Saturday, December 21, 2013

Makanan Melimpah Berkat Do’a Nabi Muhamad Saw



Wasilah bin al-Asqa’r.a berkisah, “Bulan Ramadhan telah tiba dan kami adalah golongan Ahlu Suffah. Setiap kami hendak berbuka, kami selalu mendatangi setiap laki-laki dari golongan Ahlu Bai’at untuk mendapatkan makanan. Hingga suatu ketika, kami mendatangi mereka tetapi mereka pun tidak ada (sisa) makanan. Lalu, kami mendatangi suatu kabilah namun mereka juga tak ada (sisa) makanan. Kami akhirnya mendatangi Rasulullah. Kepada beliau, kami memberitahukan kondisi yang kami alami. Lalu, Nabi mengutus salah satu istrinya untuk menanyakan kepada istri-istri beliau, apakah ada makanan yang tersisa? Para istri beliau menjawab, ‘Tidak ada, semua makanan sudah dibagi rata di antara kami.’
Rasulullah lantas berkata kepada mereka, ‘Berkumpullah kalian semua.’ Lalu, Nabi berdoa, ‘Ya Allah, aku meminta anugerah dan rahmat kepada-Mu. Karena hanya Engkaulah yang memilikinya.’ Tak lama berselang, do’a beliau dikabulkan oleh Allah, tiba-tiba terhampar hidangan berupa kambing panggang dan beberapa roti di meja. Nabi kemudian memerintahkan kepada kami agar mengambil kambing panggang itu. Setelah itu, kami memakannya sampai kenyang. Kami berkata kepada Rasulullah, ‘Kami meminta kepada Allah anugerah dan rahmat-Nya. Inilah anugerah dari-Nya. Sungguh, Allah telah menampakkan kepada kami rahmat-Nya yang amat Agung’.”[1]
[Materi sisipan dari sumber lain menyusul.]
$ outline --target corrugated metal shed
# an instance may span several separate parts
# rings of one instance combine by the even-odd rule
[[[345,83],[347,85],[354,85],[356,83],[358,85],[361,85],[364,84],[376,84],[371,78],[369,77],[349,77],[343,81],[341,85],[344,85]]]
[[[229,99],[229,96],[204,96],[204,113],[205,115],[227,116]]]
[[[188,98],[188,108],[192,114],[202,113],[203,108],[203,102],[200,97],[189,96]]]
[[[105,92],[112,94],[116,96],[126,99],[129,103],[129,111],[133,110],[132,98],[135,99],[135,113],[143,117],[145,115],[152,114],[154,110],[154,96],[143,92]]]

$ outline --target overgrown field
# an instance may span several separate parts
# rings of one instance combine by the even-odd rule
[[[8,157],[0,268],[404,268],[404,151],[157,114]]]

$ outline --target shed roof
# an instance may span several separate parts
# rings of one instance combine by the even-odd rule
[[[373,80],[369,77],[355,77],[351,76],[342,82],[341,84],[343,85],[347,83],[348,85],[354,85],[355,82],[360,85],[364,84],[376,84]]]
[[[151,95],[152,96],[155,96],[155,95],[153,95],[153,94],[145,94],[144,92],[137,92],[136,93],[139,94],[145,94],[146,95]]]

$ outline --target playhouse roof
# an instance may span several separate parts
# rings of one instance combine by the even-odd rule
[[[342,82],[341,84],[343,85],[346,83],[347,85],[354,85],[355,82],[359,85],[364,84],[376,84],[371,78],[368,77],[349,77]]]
Ibu Abu Hurairah Masuk Islam Berkat Do’a Nabi Muhamad Saw
Abi Katsir al-Ghubari bercerita bahwa Abu Hurairah pernah berkata kepadanya, “Tidak ada seorang mukmin dan mukminat di permukaan bumi ini kecuali mereka saling sayang-menyayangi.”
Lalu al-Ghubari bertanya, “Apa yang kamu ketahui tentang hal ini, wahai Abu Hurairah?”
Abu Hurairah menjawab, “Dulu aku sering mengajak ibuku masuk Islam tetapi beliau menolak. Pernah suatu ketika, aku mengajak ibuku masuk Islam tetapi beliau malah mengucapkan kata-kata yang tidak aku sukai mengenai Rasulullah. Aku pun datang kepada Rasulullah, dan berkata, ‘Wahai Rasulullah, aku sering mengajak ibuku untuk masuk Islam, tetapi beliau selalu menolak dan malah mengucapkan kata-kata yang tidak aku sukai tentang engkau. Mohonkanlah kepada Allah agar ibuku mendapatkan petunjuk dan hidayah-Nya'.”
Abu Hurairah menjawab lebih lanjut, “Setelah mendengar penjelasanku, Rasulullah langsung berdoa, ‘Ya Allah, berikanlah hidayah kepada ibu Abu Hurairah.’ Setelah itu, aku kembali ke rumah dengan perasaan gembira karena do’a Rasulullah tersebut. Setiba di rumah, aku mendapati pintu rumah masih tertutup, dan kudorong pintunya, kemudian aku mendengar ibuku sedang memakai pakaian, dan mengenakan kerudung. Lalu, ibuku berkata, ‘Ke marilah wahai Abu Hurairah.’ Aku pun membuka pintunya. Tiba-tiba ibuku berkata, ‘Aku bersaksi bahwa tiada Tuhan selain Allah dan aku bersaksi bahwa Muhamad adalah utusan Allah’.”
Selanjutnya Abu Hurairah menuturkan, “Lalu aku kembali lagi kepada Rasulullah Saw sembari menangis karena luapan perasaan gembira. Aku berkata, 'Wahai Rasulullah, aku sungguh gembira. Allah telah mengabulkan do’a engkau. Allah telah memberikan hidayah-Nya kepada ibuku.’ Rasulullah kemudian memuji Allah dan mengucapkan syukur kepada-Nya. Aku berucap, 'Wahai Rasulullah, mohonkanlah kepada Allah agar aku dan ibuku mencintai orang-orang mukmin dan mereka juga mencintai kami!' Kemudian Rasulullah berdoa, 'Ya Allah, jadikanlah hamba-Mu yang kecil ini (yaitu Abu Hurairah dan ibunya) cinta kepada orang-orang mukmin serta jadikanlah mereka mencintai keduanya!'
Dan, kemudian, tidak ada di permukaan bumi ini --baik dari golongan mukmin maupun mukminat-- kecuali mereka mencintai Abu Hurairah dan ibunya.[2]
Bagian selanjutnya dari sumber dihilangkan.